Tip of the Week
Many or most players use just a few simple serves, on the theory that if you have too many serve motions, you'll have trouble perfecting any of them, plus you'll have trouble learning and reacting to all the possible returns. (Surprisingly, two serves done with the same spin and placement but a different motion are often returned differently by opponents.) There's nothing wrong with doing it this way. I do urge players like this to have alternate "trick" serves to throw at their opponents as a variation, which both gives them "free" points as well as making their other serves more effective as the receiver has more serves to worry about.
However, there's another way to serve, which I call "cycling." What this means is that you constantly throw different serves at your opponent, essentially cycling through your entire repertoire, often almost in sequence. The goal is never to use the same serve twice in a row, and usually not even the same service motion twice in a row. Challenge the opponent with every variation you have, with as many service motions, spins, speeds, depths, and placements as possible. Your goal is to make them miss or pop up your serve. Try to fry their brain. Keep track of which serves give the opponent the most trouble, and recycle those serves more often than others. Use the most effective serves not just at the end of a close game, but throughout a game to make sure it isn't a close game. (Or to make a game you would have lost into a close game.)
I've always used this type of serving against some opponents, and recently I've taken to doing it more and more, with surprising effectiveness. Often I play entire games without using the same serve twice. While it's more effective at lower levels, it's surprisingly effective against many advanced players as well, as long as you don't overdo the long serves. One key - you will have to practice your serves a lot to effective cycle your serves in this way. In particular, you need to serve low, and for short serves and serves where the second bounce should be near the end-line, the depth.
The Magic of Table Tennis
Here's a great video of table tennis clips, set to music (7:39). One of the best I've seen.
Fierce ping-pong competition erupts outside Red Wings locker room
Sometimes, in the middle of a fight, a hockey game breaks out. In this case, in the middle of a hockey game (or at least after practice) a bunch of ping-pong games broke out. Here's a video (1:05) and article about the Detroit Red Wings playing table tennis.
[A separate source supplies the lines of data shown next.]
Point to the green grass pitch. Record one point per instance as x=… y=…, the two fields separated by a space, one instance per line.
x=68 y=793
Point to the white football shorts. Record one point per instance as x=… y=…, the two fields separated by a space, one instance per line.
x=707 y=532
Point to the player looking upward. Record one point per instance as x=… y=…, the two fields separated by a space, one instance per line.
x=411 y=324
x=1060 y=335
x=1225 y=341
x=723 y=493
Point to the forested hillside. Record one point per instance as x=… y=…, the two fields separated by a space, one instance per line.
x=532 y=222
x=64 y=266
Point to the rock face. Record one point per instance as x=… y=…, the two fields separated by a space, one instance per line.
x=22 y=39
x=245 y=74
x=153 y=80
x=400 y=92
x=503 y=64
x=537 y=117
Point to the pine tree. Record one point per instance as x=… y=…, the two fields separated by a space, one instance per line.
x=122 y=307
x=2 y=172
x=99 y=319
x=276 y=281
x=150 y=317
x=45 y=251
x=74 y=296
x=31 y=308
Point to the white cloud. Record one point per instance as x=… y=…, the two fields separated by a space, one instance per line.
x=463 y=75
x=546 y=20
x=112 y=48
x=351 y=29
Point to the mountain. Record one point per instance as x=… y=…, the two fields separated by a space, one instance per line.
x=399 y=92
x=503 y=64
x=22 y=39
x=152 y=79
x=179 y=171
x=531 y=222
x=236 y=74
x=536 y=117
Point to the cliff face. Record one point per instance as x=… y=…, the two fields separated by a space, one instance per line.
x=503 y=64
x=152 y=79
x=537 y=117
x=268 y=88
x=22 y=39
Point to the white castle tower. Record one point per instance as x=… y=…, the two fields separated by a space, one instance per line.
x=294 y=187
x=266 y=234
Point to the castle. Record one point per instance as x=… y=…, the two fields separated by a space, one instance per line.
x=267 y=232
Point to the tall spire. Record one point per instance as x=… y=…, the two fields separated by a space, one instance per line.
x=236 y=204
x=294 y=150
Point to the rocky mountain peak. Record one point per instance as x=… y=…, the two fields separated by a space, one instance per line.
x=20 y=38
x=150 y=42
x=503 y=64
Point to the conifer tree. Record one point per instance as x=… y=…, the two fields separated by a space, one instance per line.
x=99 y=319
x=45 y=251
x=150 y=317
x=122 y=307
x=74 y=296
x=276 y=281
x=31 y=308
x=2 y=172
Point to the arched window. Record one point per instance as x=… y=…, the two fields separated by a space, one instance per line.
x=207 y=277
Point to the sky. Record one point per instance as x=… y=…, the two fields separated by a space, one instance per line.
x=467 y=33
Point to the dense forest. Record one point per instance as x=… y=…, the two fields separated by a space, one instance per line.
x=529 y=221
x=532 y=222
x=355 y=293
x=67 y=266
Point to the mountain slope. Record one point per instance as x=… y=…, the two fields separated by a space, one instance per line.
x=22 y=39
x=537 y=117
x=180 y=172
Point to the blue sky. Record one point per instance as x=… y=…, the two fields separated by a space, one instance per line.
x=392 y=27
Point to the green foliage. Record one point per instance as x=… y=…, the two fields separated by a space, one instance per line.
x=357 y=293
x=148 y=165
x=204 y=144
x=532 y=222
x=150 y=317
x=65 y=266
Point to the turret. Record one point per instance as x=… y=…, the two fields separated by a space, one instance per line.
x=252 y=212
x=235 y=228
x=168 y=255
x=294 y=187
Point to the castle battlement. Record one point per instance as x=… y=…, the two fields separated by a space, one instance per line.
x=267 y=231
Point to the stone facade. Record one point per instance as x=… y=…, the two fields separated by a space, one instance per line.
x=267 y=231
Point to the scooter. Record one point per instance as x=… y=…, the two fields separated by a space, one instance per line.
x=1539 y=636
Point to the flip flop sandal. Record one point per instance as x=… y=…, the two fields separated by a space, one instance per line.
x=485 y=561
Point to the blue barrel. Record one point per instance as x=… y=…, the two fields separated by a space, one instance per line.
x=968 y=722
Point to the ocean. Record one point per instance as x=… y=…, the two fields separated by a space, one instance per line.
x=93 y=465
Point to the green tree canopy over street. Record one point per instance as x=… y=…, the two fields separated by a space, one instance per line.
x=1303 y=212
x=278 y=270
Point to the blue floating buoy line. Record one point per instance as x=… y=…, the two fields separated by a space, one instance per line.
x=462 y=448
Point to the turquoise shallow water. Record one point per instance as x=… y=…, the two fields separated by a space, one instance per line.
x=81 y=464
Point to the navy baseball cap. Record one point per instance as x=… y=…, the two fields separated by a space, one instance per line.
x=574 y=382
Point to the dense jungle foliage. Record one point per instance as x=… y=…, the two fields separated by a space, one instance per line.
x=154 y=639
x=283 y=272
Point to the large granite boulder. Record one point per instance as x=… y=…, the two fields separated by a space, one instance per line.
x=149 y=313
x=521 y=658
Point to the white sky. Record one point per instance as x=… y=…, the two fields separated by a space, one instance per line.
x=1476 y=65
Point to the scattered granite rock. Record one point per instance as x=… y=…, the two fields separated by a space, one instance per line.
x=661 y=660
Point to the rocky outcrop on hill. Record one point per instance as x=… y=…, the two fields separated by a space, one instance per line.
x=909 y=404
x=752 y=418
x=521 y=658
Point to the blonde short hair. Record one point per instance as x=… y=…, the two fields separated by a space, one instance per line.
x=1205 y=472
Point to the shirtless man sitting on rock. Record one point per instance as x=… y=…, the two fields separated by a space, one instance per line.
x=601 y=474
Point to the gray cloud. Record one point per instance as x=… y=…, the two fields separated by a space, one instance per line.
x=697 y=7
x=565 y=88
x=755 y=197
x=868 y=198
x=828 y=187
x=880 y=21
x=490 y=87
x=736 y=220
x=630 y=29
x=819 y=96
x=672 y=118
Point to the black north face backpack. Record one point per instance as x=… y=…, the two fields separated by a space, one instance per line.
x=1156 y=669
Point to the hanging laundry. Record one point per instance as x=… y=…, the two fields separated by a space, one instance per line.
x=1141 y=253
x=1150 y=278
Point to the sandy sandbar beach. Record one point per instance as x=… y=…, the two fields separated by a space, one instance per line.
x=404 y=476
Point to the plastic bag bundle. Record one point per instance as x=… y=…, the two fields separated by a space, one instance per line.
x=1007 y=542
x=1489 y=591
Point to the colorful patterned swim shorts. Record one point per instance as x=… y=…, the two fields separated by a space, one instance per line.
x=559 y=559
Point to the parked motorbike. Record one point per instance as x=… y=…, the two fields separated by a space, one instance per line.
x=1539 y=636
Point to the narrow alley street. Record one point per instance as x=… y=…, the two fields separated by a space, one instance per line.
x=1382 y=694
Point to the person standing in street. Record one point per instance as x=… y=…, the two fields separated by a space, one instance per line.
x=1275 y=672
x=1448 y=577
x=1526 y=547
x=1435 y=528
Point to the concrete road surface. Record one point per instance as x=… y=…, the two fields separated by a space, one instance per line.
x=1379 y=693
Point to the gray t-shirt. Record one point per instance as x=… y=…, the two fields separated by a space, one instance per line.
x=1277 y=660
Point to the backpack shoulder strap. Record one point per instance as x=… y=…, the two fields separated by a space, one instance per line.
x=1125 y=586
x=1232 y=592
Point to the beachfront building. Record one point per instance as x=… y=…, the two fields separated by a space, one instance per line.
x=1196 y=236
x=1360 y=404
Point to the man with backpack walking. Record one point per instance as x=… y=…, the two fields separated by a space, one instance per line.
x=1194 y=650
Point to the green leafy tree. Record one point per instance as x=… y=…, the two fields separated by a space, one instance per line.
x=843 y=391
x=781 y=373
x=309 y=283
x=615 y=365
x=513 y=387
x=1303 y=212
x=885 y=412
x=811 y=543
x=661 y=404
Players included Ty Conklin, Danny Cleary, Jiri Hudler, Brad Stuart, Patrick Eaves, and Nicklas Lidstrom.
In honor of Halloween, here are three table tennis Halloween videos!
- Michael Myers plays ping-pong (0:35) - he's a sore loser.
- Halloween ping-pong tournament (1:11) - features Scream, Mike Wazowski (the one-eyed green thing from "Monsters, Inc.," Dude in Robe
- Horror-ble ping-pong (1:03) - features Death versus the Evil Pumpkin
The Official Table Tennis Nation Halloween Costume Guide 2011
Who do you want to be for Halloween? Marty Reisman? Forrest Gump? Christopher Walken? Susan Sarandon? These are all great possibilities, and the site gives step-by-step instructions for each of these costumes.
Susan Sarandon Trick Shot Video
Since some of you might be dressing up as Susan Sarandon for Halloween (see segment above), this is the perfect time to bring you the Susan Sarandon Trick Shot Video (1:08). Yes, it features Susan Sarandon and her ping-pong bag of tricks.